Tuscan-Style Spareribs with Balsamic Glaze
I had a hankering for ribs, and since I don’t make them often I wanted a straightforward recipe to follow – this one from Food and Wine magazine fit the bill. Easy, delicious, and a fine use of good Balsamic vinegar. The full recipe is below.
First, I put together the spice mix, and then rubbed it on the meat. I had a 4-pound rack of ribs, but I still made the full amount of the spice mix for a 6-pound rack.
I let the meat sit for 2 hours and absorb the flavors, preheated the oven, and cooked it at 325 for about 2-1/2 hours, until tender. Then I brushed it with some good balsamic vinegar, and broiled for just a couple minutes, which added a lovely carmelized color to it.
These looked so good it was hard to let them sit for 5 more minutes! Served with some butternut squash. Delicious. Recipe follows.
Tuscan-Style Spareribs with Balsamic Glaze
(Adapted from Food and Wine magazine)
INGREDIENTS:
2 tablespoons olive oil
2 tablespoons rosemary leaves, chopped
1-1/2 tablespoon kosher salt
1-1/2 tablespoon fennel seeds
2 teaspoons freshly ground black pepper
2 teaspoons fresh sage, chopped
2 teaspoons fresh thyme leaves, chopped (I only had dried)
2 teaspoons sweet paprika
1 teaspoon crushed red pepper
1 teaspoon ground coriander
1/2 teaspoon ground allspice
6 pounds pork spare ribs (I used a 4-pound rack)
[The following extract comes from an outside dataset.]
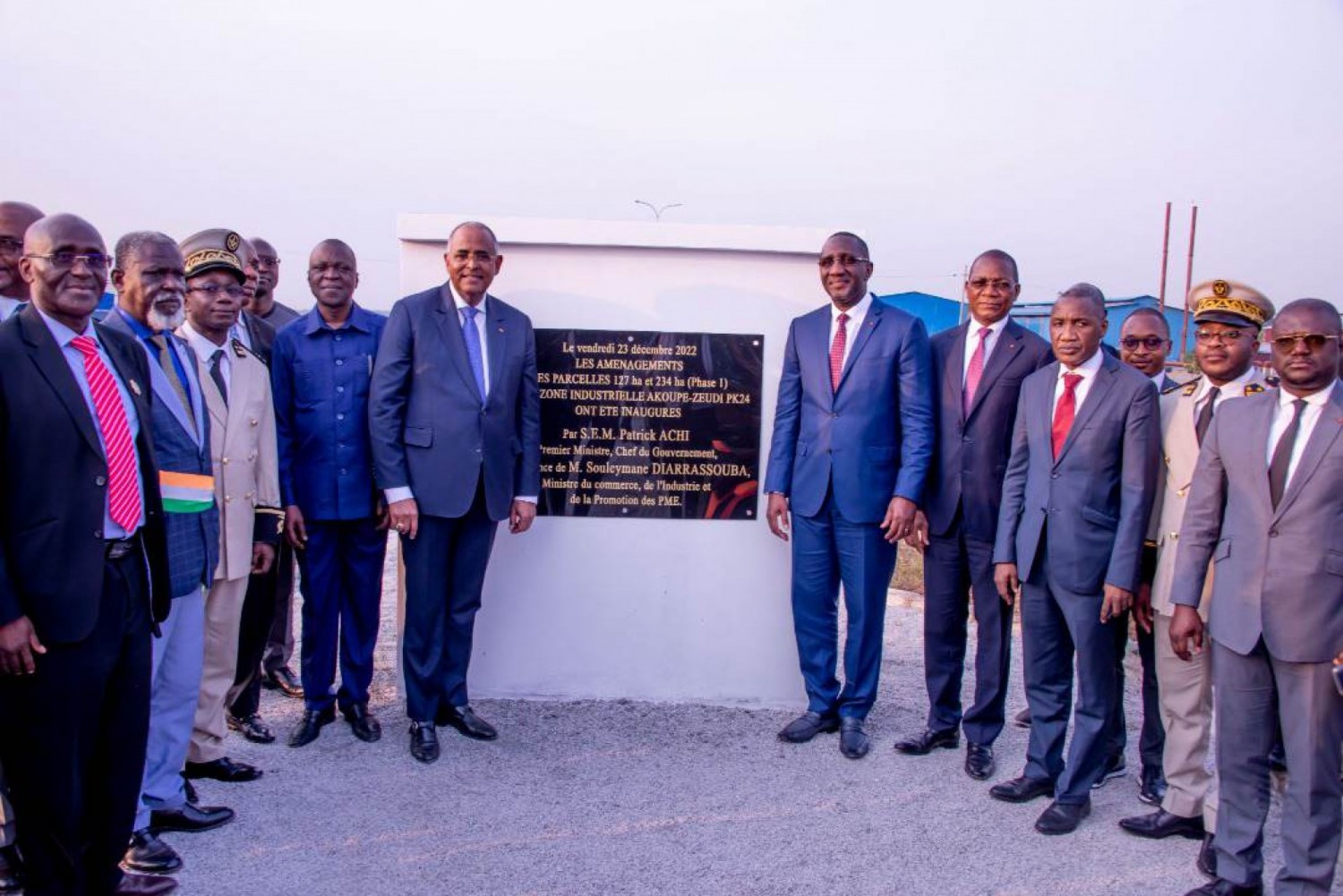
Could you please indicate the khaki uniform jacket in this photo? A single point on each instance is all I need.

3 tablespoons balsamic vinegar, preferably aged at least 5 years
METHOD:
1. In a small bowl, combine the olive oil with the spices. Rub the spice paste all over the spareribs and let stand at room temperature for 2 hours or refrigerate overnight.
2. Preheat oven to 325. Arrange the ribs on a large rimmed baking sheet or roasting pan, meaty side up. Roast the ribs for 2 hours, or until tender. (Mine took about 2-1/2 hours.)
3. Preheat the broiler. Brush the meaty side of the ribs with the balsamic vinegar and broil 6 inches from the heat until browned, 2 minutes. Let stand for 5 minutes. Then cut between the ribs and serve.